First - a big kudos goes out to Brian Goldin and everyone else at ESRI who made this conference possible. In 10 years of attending conferences, this was by far the most useful conference.

Next - What can you say about the .NET ADF! Big big props to Art Haddad and his team for making all our lives easier (when it's released). We're already scheming up projects where we can use the ADF. Who says ESRI is not raising the bar? For those not in the beta program, and who did not attend, just wait! Web mapping elements are no-longer second class citizens grafted into otherwise industry standard web-sites. Expect seamless integration of mapping into any .NET 2.0 web site when this rolls out.

Ideas for next time:

Software Enginnering Practices
As someone noted in the closing session -  some sessions where ESRI talks about their best practices re: software engineering process.
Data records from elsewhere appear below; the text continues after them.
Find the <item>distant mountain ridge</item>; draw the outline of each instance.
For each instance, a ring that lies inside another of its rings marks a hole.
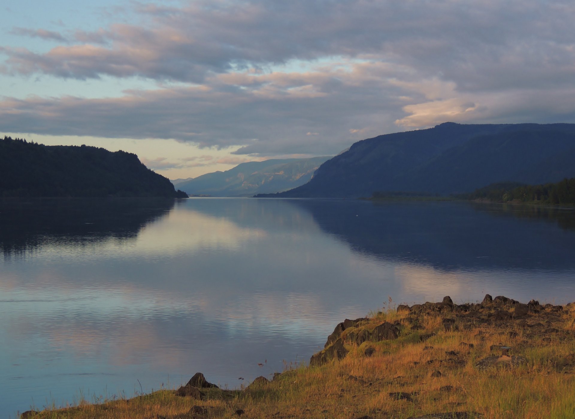
[[[329,158],[324,156],[251,161],[225,172],[206,173],[176,184],[193,195],[252,196],[256,193],[275,193],[308,181],[317,168]]]
[[[134,154],[0,139],[0,197],[185,197]]]
[[[354,143],[313,179],[258,196],[358,197],[376,191],[447,195],[502,181],[575,176],[575,124],[463,125],[379,135]]]

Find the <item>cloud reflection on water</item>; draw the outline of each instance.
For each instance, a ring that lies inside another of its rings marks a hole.
[[[134,212],[122,208],[120,219]],[[113,221],[107,211],[118,206],[90,214]],[[95,240],[75,233],[81,211],[48,240],[29,226],[21,257],[0,261],[0,375],[33,377],[36,399],[136,379],[157,388],[197,371],[233,386],[262,375],[264,359],[273,372],[309,359],[336,323],[388,296],[575,299],[575,232],[537,217],[319,200],[190,199],[151,213],[119,237],[122,223],[103,221]],[[5,249],[14,237],[0,238]],[[4,388],[0,404],[27,406],[25,385]]]

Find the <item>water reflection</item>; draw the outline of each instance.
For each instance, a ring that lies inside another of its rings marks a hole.
[[[575,300],[575,232],[546,215],[448,203],[121,201],[0,206],[7,411],[32,397],[70,402],[79,389],[131,395],[139,380],[149,390],[198,371],[234,387],[309,359],[335,324],[388,296]]]
[[[40,246],[85,246],[135,238],[174,205],[164,199],[0,200],[0,253],[22,254]]]
[[[326,232],[387,261],[446,271],[571,270],[575,211],[466,203],[294,200]],[[559,228],[558,228],[558,226]]]

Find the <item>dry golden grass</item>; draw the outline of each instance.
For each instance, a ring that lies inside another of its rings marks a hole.
[[[397,339],[346,345],[350,352],[340,360],[286,371],[257,389],[202,389],[206,397],[202,401],[162,390],[129,400],[44,411],[34,417],[236,418],[235,412],[241,409],[245,412],[241,417],[247,418],[408,418],[457,412],[493,419],[575,418],[573,313],[544,311],[528,315],[524,322],[493,322],[466,316],[414,316],[394,310],[378,313],[361,327],[399,320],[402,330]],[[411,328],[414,317],[425,329]],[[455,320],[453,330],[444,330],[445,317]],[[550,332],[549,328],[559,332]],[[346,329],[342,335],[351,331]],[[420,342],[421,335],[430,332],[435,336]],[[524,357],[527,363],[486,371],[474,366],[477,360],[499,354],[490,348],[501,344],[512,347],[512,354]],[[370,357],[365,354],[368,347],[375,350]],[[457,354],[447,353],[452,351]],[[432,375],[436,371],[440,376]],[[451,386],[450,391],[442,389],[446,386]],[[412,399],[390,397],[389,393],[395,392],[409,393]],[[207,414],[189,413],[194,405],[205,408]]]

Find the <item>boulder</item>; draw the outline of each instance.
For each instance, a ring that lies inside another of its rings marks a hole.
[[[251,383],[246,387],[246,389],[247,390],[248,389],[250,389],[251,390],[252,389],[260,388],[269,383],[269,380],[268,380],[263,375],[260,375],[259,377],[254,378],[254,381],[251,382]]]
[[[373,329],[372,336],[376,342],[380,340],[396,339],[399,336],[399,329],[390,323],[384,321]]]
[[[428,333],[425,335],[421,335],[419,336],[419,342],[424,342],[427,339],[428,339],[430,337],[434,336],[435,336],[435,333]]]
[[[509,301],[509,298],[504,296],[497,296],[494,298],[493,298],[494,304],[505,304]]]
[[[182,397],[191,397],[197,400],[203,400],[205,394],[191,386],[182,386],[176,390],[176,395]]]
[[[489,294],[486,294],[485,296],[483,297],[483,301],[481,301],[482,305],[489,305],[493,302],[493,297],[490,296]]]
[[[26,410],[20,415],[20,418],[21,418],[21,419],[28,419],[28,418],[34,417],[37,414],[39,414],[40,412],[36,410]]]
[[[529,306],[527,304],[522,304],[520,302],[515,304],[515,308],[513,311],[513,317],[518,316],[526,316],[529,313]]]
[[[404,393],[403,391],[390,393],[389,397],[396,400],[407,400],[408,402],[413,401],[413,399],[411,398],[411,393]]]
[[[442,304],[447,304],[447,305],[453,305],[453,301],[451,301],[451,297],[449,296],[446,296],[443,297],[443,301],[442,301]]]
[[[511,318],[511,313],[505,310],[496,310],[493,313],[489,313],[488,317],[492,320],[508,320]]]
[[[334,329],[331,335],[327,337],[327,342],[325,342],[324,348],[327,348],[332,343],[339,339],[339,336],[342,335],[342,332],[343,332],[344,329],[345,328],[343,327],[343,321],[341,323],[338,323],[338,325],[335,327],[335,328]]]
[[[367,342],[371,339],[371,334],[369,332],[369,330],[364,329],[363,330],[359,331],[357,334],[357,337],[355,338],[355,343],[358,345],[361,345],[363,342]]]
[[[407,304],[400,304],[397,306],[398,313],[409,313],[409,306]]]
[[[191,406],[191,409],[189,410],[188,413],[192,414],[208,414],[208,410],[201,406],[194,405]]]
[[[309,360],[309,366],[319,366],[332,359],[341,359],[347,355],[347,350],[343,346],[341,339],[336,340],[321,352],[312,356]]]
[[[204,377],[204,374],[201,373],[196,373],[194,374],[194,377],[190,379],[190,381],[187,382],[186,385],[190,387],[195,387],[198,389],[218,388],[218,386],[215,384],[208,382],[206,378]]]

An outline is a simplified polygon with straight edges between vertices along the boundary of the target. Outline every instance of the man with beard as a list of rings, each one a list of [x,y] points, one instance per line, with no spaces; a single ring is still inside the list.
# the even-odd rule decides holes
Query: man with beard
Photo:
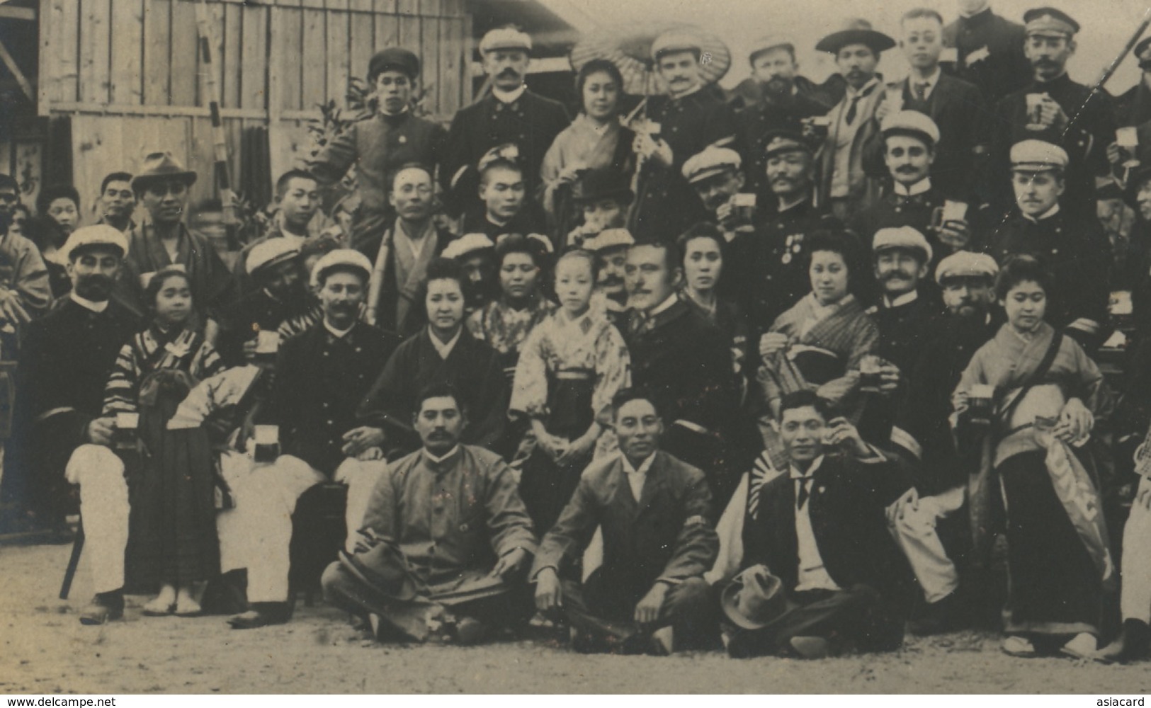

Many GIS developers do not come from a Computer Science background, and may not work in shops where source control is taken for granted, and having good unit tests is as important as having good code.

Real-World Applications
Sessions which show real-world applications - co-presented by ESRI and the developers would be very cool. This would inject the dirty reality in which all problems can not be solved at the coarse-grained level.

Fine-Grained Love
And - as echoed by many attendees - we love our fine-grained objects. So sessions on that would also be great. Just to kick a topic out there - "Best Practices for working with IGeometry". This would be particularly good because there are so many ways to interact with the low-level geometry objects, and some are much faster than others (geometry bags vs iterating over a collection). Add into that the "zen" of dealing with precision differences between the map frame and a feature class, and how that effects operations, and you'd have a weighty 75 minutes of fine-grained love.

Back to reality and some non-ADF ArcGIS Server work.